Metadata Extraction
Voyager supports metadata extraction from standard XML documents using XPath queries. It not only supports many standard metadata specifications out of the box, but also allows you to enter your own XPath queries to specific metadata elements and map them to searchable field names within Voyager's index. These field names can exist already, or be created on the fly. This topic provides an overview of the Voyager Metadata Extraction page, explains how to define XPath queries to metadata elements, and how to specify field mapping parameters.
Access to the Metadata Extraction page is in Voyager Server’s Manage UI: Manage Voyager > Discovery > Metadata.
Testing Your Mapping
To map the fields, configure these parameters:
Choose the Selector: This specifies XPath query to a specific metadata record element to be selected.
Enter the Field Name: This is the target field in Voyager that gets mapped to the specified metadata output.
Confirm the Type: This refers to the data type of the field name. For example, if field name is set to “name”, data type automatically gets set to “text.”
Choose an Action: Users can select from five different functions:
Set Field— Assigns value to the specified field
Append Field—Adds to/modifies pre-existing field
Set Geo—Sets a geographic bounding box based on coordinates specified in the metadata
Expand Geo—Expands geographic bounding box from previously set coordinates
Add Link—Helps point field to a URL
Converter - Converter settings are optional and if the user does not specify one, Voyager, by default, assigns an appropriate converter to the field.

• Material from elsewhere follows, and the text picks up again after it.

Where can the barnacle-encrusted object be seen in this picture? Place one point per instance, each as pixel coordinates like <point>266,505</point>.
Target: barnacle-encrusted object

Bbox -- Converts bounding box values contained in the XML document
Gml_Geometry -- Converts geometric (line, circle etc) coordinates from the XML document
Date -- If the Date field is represented as a string value in the XML document, this converts it into a standard date format
String256 -- Finds a String within the element with a maximum length of 256 characters
String512 -- Finds a String within the element with a maximum length of 512 characters
StringValue -- Finds a String (of any length) within the element
6. Properties
Required: Checking this box validates the field being extracted from the XML document.
Skip if Exists: If a field has been previously added, checking this box ensures that a duplicate field does not get added to your list.
Warn On Replace: If a destination field already exists, checking this field flags the newly set field value.
Using the XML Box
The XML box allows you to enter in an XML document to test your XPath queries to paired elements.
Step 1: Click the XML tab and paste the contents of a valid XML document here. Click Save to save the XML contents.
In this case, the element we want extracted from the XML tab is City.
Step 2: Specify values for Selector, Field Name and Action.
Since we want to extract the field City, we copy the XPath Query from the XML document into the Selector box. "/metadata/metainfo/metc/cntinfo/cntaddr/city"
Step 3: Specify the corresponding Field Name that the queried element is mapped to. Voyager automatically detects the (Data) Type for the Field Name.
For example, here the Field Name is City, whose data type is String.
Note: when selecting a field name you'll need to either select an existing field name or you can also enter a custom field name as long as it uses a prefix "meta_", "id_".
Step 4: Click Test. The extractor searches the XML document for the queried metadata element, and retrieves the value for the field City. The results are presented in the Output tab.
In this specific example, "Washington D.C.", which is the value for the City query. is retrieved from the XML tab and displayed in the Output tab. When included in the index in this way, users can use this output result to search for XML documents through Voyager's search UI.
Step 5: Click Save to add the XPath query to the list.
Click the Edit link to make changes to an existing Selector.
Use the up or down Arrows help change the order of a Selector.
Select the [X] to delete an existing Selector.